Ingredients:
- 450g boneless, skinless chicken breast, diced into 1.25cm cubes
- 1 tsp smoked paprika
- 1/2 tsp garlic powder
- salt and black pepper to taste
- 450g elbow macaroni or cavatappi
- 475ml whole milk
- 225g sharp cheddar cheese, freshly grated
- 115g low-fat cream cheese
- 120ml reserved pasta water
- 1 cup panko breadcrumbs
- 2 tbsp unsalted butter, melted
- 1/4 cup grated parmesan cheese
Instructions:
- Boil the pasta. Cook 450g of macaroni in salted water until just under al dente. Note: It will finish cooking in the sauce later.

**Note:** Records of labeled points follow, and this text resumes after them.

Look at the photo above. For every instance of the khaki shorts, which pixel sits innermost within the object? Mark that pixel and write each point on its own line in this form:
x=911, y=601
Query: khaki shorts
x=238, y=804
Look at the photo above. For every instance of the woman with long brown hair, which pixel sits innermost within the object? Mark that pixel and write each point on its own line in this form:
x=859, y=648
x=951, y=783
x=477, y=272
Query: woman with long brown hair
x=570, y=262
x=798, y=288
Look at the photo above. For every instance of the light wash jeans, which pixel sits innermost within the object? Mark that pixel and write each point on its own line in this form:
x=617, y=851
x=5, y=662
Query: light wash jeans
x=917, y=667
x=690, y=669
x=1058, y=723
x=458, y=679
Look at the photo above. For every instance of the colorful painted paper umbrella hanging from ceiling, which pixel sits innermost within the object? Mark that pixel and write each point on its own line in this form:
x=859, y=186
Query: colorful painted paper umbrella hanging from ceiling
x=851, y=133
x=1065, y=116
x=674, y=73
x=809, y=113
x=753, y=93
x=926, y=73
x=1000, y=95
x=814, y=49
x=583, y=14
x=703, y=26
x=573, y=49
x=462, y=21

- Save the water. Scoop out 120ml of the cloudy pasta water before draining. This is the glue for your sauce.
- Season the chicken. Toss the 450g diced chicken with 1 tsp smoked paprika, 1/2 tsp garlic powder, salt, and pepper.
- Sear the protein. In a skillet, cook chicken over medium high heat until browned and opaque throughout.
- Simmer the milk. Reduce heat to medium and pour in 475ml of milk. Watch for small bubbles around the edges.
- Melt the bases. Whisk in 115g of cream cheese until smooth and no white lumps remain.
- Emulsify the cheese. Turn heat to low. Stir in 225g of grated cheddar and the reserved pasta water until the sauce looks glossy.
- Combine everything. Fold the cooked macaroni into the sauce until every noodle is heavily coated.
- Toast the topping. Mix 1 cup panko with 2 tbsp melted butter and 1/4 cup parmesan.
- Finish with crunch. Sprinkle the panko over the top and broil for 2-3 minutes until golden and crackling.